Add to this the fact that a creative department in the larger agencies is made up of dozens (or more) of copywriters, art directors, producers, strategists, planners and others. Managing this group requires a creative director to become an administrator and an arbitrator. The conundrum is that the CD or ECD became who he or she is because of talent and creativity. Unfortunately, once they become directors, their talent and creativity get buried in the bureaucracy of managing their creative department. Getting everyone in the department on the same page is time consuming and difficult. One of the most successful creative directors once came to me and said, “Find me a big job where I will still be working at my board.” He was right.
There is a lot of really bland advertising out there; no wonder clients don’t respect their agencies. No question, clients often copy-test good work to death. But there are still a few agencies which actually fight with their clients for good work.

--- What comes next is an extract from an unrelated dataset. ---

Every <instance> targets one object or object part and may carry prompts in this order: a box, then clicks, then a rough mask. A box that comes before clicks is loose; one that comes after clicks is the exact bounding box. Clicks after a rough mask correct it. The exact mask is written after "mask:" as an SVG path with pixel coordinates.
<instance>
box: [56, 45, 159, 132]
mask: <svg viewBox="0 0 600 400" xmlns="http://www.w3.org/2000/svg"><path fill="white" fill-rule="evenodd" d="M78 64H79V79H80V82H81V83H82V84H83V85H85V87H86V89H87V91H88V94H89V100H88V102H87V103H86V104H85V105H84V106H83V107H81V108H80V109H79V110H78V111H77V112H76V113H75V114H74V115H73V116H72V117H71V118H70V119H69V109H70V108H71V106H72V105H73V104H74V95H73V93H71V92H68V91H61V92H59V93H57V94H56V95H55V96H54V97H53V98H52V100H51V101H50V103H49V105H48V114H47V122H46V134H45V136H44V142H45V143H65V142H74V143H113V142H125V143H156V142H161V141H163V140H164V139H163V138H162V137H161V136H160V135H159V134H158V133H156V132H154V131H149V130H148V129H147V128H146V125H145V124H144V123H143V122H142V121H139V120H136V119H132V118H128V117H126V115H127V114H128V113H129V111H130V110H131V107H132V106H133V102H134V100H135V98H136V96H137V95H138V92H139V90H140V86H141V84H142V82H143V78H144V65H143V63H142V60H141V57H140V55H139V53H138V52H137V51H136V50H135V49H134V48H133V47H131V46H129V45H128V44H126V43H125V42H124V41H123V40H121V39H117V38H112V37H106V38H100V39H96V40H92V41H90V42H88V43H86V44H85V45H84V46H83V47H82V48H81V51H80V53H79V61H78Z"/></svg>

There are very few “creative” agencies of any size. BBDO, Deutsch, Goodby and Wieden have managed to grow and keep the focus on their work. Then there is/are a whole host of kind of mid-size creative shops like Mother and BBH and Kaplan Thaler and Strawberry Frog, among others. But there are fewer of them today compared to just a decade or so ago when there were slews of those shops (Ally & Gargano; Ammirati & Puris, Wells, Rich, Greene; Scali, McCabe Sloves; Levine, Huntly Schmidt and Beaver; Messner et al. to name just a few). They have been gobbled up and are all lost.
Pity. Where are the agencies that fight for their work? There is a famous story of when legendary adman George Lois was presenting a campaign and a client questioned it, he opened the window in his office and threatened to jump out unless the client bought it. The client did. True or not, we need more conviction.
One solution to agency problems is to find a new structure. When Grey went to the village system some ten years ago, it was a brilliant idea. It may have been flawed, but it was on the right track. For those not familiar with it, Grey was broken down into eight “villages” or groups, each run by an account person, a creative director and a planner. They were responsible for the work, the new business, the P&L and the personnel. It made the work better and the agency more profitable. And it created a sense of mission and healthy competition among the groups. Perhaps the business should revisit that model again.
We need ways of making big agencies smaller, more responsive and more manageable. And most of all, they need to be more creative.
Well, with the four holding companies controlling 70% of advertising jobs, big has definitely inhibited freedom which in turn inhibits creativity.
ReplyDeleteI also think, ironically, that "small" has hindered creativity as well. Countless man-hours are spend on apps nobody (outside of our industry) cares about.
As an industry we are focused on the wrong things.
I think this is oversimplified. Most big agencies have great creative talent. The "blanding" down of creative work is primarily the result of clients who are risk-averse. Good creative ideas get killed by a combination of review by committee, focus groups and copy testing.
ReplyDeleteClients that allow agencies to do great work have a culture that embraces risk, has a vision and a leader who allows their agency's creativity to rise above a marketing world ruled by fear. That's why Apple's creative work typically rose above most of the rubbish out there. We'll see what happens post Steve Jobs.